Navigating Gestational Diabetes


Gestational diabetes mellitus (GDM) is an often misunderstood aspect of antenatal care and with routine testing it can be hard to know what is suggested by the hospital system and whether or not it is something you actually need to be worried about. With varying diagnostic approaches for GDM and treatment recommendations across different countries, it’s essential to delve into the evidence and understand what truly benefits maternal and infant health.

Testing Strategies for Gestational Diabetes


Different strategies exist for diagnosing GDM, each with its pros and cons. A review of seven small trials involving 1,420 women compared these methods:




01.


OGTT Comparison


One trial comparing 75 g and 100 g OGTT found a higher GDM diagnosis rate with the 75 g test (RR 2.55, very-low quality evidence).




02.


Sweets vs. Glucose Drink


A trial of 60 women found a preference for the taste of the chocolate bar and lower 1-hour glucose levels, with no significant difference in side effects.




03.


Glucose Polymer vs. Monomer Drink


Three trials (239 women) reported fewer side effects and less nausea with the polymer drink, but taste preference was unclear.

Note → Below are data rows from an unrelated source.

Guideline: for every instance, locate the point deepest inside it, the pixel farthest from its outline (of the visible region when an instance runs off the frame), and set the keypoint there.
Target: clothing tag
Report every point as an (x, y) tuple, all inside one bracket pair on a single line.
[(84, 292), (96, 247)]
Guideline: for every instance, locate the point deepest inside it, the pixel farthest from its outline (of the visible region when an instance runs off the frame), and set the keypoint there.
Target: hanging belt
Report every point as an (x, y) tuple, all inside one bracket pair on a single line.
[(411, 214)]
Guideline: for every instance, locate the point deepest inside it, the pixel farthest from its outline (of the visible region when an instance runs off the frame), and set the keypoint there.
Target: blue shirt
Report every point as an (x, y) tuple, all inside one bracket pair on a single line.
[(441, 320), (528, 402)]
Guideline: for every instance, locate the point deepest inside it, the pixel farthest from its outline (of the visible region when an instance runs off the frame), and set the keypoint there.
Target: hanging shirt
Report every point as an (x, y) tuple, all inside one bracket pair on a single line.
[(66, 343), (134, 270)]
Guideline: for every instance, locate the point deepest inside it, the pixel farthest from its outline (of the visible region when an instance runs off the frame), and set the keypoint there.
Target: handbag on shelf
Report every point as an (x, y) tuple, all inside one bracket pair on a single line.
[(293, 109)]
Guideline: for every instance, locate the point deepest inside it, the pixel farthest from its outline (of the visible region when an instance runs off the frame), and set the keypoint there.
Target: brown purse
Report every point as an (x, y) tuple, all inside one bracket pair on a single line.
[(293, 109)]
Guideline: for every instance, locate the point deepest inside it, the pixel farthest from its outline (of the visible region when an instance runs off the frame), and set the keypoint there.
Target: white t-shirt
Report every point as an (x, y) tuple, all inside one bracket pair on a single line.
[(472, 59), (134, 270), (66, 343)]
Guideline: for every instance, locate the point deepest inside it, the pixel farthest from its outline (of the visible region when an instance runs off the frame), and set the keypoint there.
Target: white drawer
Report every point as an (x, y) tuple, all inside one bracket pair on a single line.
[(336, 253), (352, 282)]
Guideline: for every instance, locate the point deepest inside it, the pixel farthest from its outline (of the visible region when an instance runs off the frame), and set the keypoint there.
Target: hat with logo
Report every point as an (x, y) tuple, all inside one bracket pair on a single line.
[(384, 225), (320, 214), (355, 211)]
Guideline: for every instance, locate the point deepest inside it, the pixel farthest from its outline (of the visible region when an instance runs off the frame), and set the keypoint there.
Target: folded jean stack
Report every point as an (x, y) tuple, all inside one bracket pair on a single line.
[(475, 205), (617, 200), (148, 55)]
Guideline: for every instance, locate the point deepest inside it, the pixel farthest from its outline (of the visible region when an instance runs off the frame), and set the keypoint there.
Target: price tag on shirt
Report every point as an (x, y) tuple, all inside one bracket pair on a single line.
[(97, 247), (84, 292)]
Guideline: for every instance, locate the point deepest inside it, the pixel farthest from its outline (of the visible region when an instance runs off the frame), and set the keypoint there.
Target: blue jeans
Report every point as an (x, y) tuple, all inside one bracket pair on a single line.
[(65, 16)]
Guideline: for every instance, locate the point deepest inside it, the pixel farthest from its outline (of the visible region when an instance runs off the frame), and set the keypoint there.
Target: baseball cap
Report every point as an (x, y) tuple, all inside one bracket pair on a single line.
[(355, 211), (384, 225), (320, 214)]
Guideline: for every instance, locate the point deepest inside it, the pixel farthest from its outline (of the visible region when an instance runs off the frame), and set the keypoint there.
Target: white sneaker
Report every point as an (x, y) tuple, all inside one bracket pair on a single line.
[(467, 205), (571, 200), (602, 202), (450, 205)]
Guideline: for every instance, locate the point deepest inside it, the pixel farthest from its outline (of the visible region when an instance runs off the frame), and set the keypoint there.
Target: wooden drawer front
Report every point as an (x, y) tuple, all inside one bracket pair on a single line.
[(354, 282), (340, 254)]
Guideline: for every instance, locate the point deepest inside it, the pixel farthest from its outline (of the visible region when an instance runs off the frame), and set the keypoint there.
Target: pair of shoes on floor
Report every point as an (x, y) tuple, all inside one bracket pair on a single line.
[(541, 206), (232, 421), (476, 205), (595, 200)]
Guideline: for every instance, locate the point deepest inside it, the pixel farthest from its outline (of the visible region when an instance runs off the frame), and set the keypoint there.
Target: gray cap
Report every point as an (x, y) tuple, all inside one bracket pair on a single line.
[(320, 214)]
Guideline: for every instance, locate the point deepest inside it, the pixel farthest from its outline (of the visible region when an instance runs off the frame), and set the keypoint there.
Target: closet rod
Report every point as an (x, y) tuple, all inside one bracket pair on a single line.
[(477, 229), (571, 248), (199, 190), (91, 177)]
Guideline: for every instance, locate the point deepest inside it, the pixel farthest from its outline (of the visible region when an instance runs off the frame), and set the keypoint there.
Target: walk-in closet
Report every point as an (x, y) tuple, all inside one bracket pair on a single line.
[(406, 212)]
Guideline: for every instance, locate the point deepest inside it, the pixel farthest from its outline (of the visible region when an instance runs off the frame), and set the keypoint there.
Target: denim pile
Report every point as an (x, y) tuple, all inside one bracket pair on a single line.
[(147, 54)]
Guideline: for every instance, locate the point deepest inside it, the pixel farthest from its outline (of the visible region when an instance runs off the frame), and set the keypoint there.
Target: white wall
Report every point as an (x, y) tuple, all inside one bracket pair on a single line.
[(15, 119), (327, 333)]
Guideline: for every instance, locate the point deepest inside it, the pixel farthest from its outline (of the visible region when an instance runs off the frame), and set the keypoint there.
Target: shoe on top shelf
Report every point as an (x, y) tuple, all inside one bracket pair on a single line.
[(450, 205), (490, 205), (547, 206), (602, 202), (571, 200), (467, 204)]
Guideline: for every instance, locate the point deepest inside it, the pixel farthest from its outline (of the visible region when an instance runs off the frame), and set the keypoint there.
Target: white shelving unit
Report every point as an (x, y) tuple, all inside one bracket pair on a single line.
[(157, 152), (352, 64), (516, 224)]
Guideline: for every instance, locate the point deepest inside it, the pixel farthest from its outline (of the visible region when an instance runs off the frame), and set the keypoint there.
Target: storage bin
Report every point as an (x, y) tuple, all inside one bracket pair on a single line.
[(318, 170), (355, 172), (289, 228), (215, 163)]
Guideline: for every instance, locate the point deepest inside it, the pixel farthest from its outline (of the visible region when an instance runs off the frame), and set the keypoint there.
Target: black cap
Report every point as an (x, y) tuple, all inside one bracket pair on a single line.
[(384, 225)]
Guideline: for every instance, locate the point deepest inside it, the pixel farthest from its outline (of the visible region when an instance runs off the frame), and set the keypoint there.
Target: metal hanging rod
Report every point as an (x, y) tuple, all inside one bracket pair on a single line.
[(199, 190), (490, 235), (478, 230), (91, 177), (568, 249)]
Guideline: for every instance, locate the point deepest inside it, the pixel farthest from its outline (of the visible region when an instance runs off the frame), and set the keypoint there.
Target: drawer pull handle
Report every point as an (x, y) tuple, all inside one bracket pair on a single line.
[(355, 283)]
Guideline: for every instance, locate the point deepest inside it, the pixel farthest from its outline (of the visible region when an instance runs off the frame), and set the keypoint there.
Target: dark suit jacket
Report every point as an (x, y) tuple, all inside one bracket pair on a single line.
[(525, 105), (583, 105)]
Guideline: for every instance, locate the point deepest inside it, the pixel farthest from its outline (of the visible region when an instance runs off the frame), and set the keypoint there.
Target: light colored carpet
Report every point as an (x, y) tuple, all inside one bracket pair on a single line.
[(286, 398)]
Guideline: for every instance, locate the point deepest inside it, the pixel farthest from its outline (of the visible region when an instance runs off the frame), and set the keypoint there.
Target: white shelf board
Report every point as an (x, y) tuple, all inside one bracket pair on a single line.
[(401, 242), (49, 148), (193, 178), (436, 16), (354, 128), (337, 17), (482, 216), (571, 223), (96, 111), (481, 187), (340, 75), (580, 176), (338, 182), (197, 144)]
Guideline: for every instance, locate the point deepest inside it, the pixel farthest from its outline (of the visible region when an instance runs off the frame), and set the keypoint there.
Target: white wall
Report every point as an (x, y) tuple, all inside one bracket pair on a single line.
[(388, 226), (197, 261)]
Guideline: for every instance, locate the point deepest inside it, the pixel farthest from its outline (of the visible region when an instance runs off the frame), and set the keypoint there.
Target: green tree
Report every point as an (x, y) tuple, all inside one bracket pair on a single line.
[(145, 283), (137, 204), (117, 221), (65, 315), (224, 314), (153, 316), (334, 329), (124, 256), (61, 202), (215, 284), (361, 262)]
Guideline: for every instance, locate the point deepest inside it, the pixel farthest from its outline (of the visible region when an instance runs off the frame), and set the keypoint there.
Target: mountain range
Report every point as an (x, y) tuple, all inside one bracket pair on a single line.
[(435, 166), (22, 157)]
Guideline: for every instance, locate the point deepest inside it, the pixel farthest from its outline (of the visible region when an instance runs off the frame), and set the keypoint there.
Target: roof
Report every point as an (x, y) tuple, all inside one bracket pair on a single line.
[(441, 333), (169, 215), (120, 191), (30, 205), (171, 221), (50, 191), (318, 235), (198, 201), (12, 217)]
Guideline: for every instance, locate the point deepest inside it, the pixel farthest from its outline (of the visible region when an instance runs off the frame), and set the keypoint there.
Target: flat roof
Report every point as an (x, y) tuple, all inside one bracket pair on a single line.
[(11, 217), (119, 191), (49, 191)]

4.Glucose in Food vs. Drink


One trial (30 women) indicated fewer side effects with glucose in food form

5.Two-step vs. One-step Approach


One trial (726 women) found a lower GDM diagnosis rate with the two-step approach (RR 0.51).

The conclusion? There is insufficient evidence to declare a better strategy. Large randomised trials are necessary to determine the most accurate and cost-effective method for diagnosing GDM. However, the question needs to be asked of why are we trying to label pregnant women?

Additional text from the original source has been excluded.